For further info look at these links;
http://www.ageuk.org.uk/documents/en-gb/factsheets/fs37_hospital_discharge_arrangements_fcs.pdf?dtrk=true
http://www.disabilityrightsuk.org/how-we-can-help/independent-living/care-act-resource-page
http://www.nhs.uk/choiceintheNHS/Rightsandpledges/Waitingtimes/Documents/nhs-england-and-ccg-regulations.pdf
http://www.legislation.gov.uk/uksi/2014/2823/regulation/5/made
Good luck…..
Hi,
My 92 year old father is in hospital in Wales after he collapsed at home (He lives alone). He has had a variety of health problems (diabetes, low blood count, gallstones, a bacterial infection) but the hospital is planning to discharge him in a few days after he has had a procedure to remove a gallstone. However he is unable to stand, let alone walk, due to a painfully arthritic knee and hip.
Should we be asking for a CHC assessment while he is still in hospital or is it already too late.
The other concern we have is if we start the ball rolling with the CHC process and he is refused, could that lead to problems down the road. For example, the social services start to intrude or dictate where or how he should be cared for (at great expense!)
I feel like a drunk about to stumble across a mine field………any guidance would be most appreciated
Are social services or the NHS allowed to bombard relatives with telephone calls on a Saturday and Sunday asking whether relatives have found a suitable care home into which an in-patient can be discharged? Particularly when relatives have provided both social services and the NHS with updates about finding a suitable home during the course of the normal working week.

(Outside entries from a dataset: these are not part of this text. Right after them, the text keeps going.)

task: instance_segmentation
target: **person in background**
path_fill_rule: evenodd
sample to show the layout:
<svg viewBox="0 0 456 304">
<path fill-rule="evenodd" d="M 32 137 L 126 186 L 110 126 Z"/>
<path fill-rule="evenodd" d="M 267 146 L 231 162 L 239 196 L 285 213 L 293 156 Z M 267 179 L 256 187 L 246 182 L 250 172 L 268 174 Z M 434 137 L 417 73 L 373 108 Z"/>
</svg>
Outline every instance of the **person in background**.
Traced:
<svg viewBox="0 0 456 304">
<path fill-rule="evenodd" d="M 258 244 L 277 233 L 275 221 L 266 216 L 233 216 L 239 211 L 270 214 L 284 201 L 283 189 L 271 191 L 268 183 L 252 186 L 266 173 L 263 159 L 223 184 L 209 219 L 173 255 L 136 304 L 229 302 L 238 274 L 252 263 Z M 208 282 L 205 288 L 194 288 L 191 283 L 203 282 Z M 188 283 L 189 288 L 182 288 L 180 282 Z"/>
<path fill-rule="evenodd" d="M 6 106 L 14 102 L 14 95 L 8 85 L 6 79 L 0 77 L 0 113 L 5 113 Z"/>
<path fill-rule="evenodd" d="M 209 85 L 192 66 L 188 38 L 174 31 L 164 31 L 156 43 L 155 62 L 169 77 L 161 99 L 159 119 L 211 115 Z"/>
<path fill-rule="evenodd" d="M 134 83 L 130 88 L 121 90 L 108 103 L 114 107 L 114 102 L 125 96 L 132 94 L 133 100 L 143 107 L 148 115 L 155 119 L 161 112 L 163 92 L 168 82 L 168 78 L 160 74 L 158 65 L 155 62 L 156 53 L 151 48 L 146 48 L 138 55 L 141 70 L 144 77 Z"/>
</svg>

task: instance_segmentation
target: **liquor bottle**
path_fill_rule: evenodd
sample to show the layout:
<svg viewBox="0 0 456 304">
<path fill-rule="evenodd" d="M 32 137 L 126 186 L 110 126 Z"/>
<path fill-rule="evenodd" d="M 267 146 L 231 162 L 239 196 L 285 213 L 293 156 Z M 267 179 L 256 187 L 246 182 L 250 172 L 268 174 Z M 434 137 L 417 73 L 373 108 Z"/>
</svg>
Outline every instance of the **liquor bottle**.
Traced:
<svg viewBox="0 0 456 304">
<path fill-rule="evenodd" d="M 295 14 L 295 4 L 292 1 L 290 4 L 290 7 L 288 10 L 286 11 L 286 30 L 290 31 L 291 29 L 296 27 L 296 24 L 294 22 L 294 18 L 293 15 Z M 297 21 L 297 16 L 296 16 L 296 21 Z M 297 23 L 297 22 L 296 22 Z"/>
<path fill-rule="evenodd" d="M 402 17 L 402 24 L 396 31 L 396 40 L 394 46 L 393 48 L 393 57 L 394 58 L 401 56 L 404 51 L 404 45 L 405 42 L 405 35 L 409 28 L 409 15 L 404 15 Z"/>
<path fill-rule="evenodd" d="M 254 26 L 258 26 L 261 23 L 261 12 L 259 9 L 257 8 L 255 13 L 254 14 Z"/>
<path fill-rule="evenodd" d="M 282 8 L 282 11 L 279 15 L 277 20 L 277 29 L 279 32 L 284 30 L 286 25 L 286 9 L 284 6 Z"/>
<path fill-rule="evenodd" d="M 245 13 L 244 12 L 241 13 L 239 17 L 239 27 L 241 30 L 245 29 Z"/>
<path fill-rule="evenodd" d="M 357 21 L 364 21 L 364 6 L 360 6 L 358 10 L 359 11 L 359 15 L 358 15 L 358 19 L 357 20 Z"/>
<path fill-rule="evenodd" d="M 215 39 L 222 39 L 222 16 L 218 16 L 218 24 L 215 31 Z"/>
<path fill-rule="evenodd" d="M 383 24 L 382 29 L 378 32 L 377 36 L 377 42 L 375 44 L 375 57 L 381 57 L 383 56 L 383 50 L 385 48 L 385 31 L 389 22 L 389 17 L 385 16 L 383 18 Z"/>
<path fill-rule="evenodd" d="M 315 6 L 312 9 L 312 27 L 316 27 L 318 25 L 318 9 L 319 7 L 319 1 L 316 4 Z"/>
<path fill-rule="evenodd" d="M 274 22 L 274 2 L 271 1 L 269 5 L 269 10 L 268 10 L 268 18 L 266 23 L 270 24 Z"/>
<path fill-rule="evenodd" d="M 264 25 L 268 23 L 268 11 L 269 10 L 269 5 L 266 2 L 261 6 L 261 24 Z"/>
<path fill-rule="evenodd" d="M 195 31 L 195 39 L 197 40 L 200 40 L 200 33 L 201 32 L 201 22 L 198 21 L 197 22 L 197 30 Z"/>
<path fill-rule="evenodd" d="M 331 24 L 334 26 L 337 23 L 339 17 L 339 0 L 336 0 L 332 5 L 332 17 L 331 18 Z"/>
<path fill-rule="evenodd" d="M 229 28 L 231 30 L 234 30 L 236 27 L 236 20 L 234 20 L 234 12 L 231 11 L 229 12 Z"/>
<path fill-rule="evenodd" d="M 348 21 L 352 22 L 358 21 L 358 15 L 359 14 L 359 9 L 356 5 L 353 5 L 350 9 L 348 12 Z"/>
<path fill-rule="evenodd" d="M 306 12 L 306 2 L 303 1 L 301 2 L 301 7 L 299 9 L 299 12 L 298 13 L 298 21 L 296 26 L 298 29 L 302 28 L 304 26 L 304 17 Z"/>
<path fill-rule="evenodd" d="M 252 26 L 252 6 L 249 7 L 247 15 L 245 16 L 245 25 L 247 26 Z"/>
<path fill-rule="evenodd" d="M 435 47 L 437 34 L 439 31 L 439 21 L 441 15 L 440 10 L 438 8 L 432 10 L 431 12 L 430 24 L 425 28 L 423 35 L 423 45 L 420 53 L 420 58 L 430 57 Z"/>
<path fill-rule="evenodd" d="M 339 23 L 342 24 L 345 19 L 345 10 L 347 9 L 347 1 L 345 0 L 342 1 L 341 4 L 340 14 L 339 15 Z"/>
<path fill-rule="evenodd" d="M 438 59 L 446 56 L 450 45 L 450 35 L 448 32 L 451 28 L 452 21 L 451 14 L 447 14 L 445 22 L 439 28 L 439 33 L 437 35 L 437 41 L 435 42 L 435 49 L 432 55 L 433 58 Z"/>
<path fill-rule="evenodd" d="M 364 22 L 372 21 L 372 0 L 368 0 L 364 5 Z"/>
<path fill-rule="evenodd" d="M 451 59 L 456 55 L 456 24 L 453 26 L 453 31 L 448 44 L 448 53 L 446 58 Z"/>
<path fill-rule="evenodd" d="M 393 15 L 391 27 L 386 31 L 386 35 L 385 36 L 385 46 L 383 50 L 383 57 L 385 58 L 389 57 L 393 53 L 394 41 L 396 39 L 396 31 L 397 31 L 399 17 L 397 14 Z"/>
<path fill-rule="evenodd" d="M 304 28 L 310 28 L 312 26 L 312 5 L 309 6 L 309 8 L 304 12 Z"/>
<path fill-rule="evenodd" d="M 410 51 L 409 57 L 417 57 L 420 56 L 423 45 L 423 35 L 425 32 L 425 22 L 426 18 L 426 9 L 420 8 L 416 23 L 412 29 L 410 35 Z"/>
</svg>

I have gone through 4 years of wrangling with the NHS, Social Workers, Occupational Therapists, Rapid Response Teams, Dr’s, Discharge Nurses, Financial Assessors, Deprivation of Liberty Safeguard team etc. Mum has Alzheimers at late stage and has really bad psychosis. Eventually they have admitted her under section 2 to be assessed. I have read 100s of forums about the illegal lengths that the NHS and it’s levels of collusion. If this is an illegal practice cannot there be a Class Action brought against them for this. I feel that this is a toxic time bomb waiting to explode on the scale of PPI etc. Surely this could be challenged in a court of Law??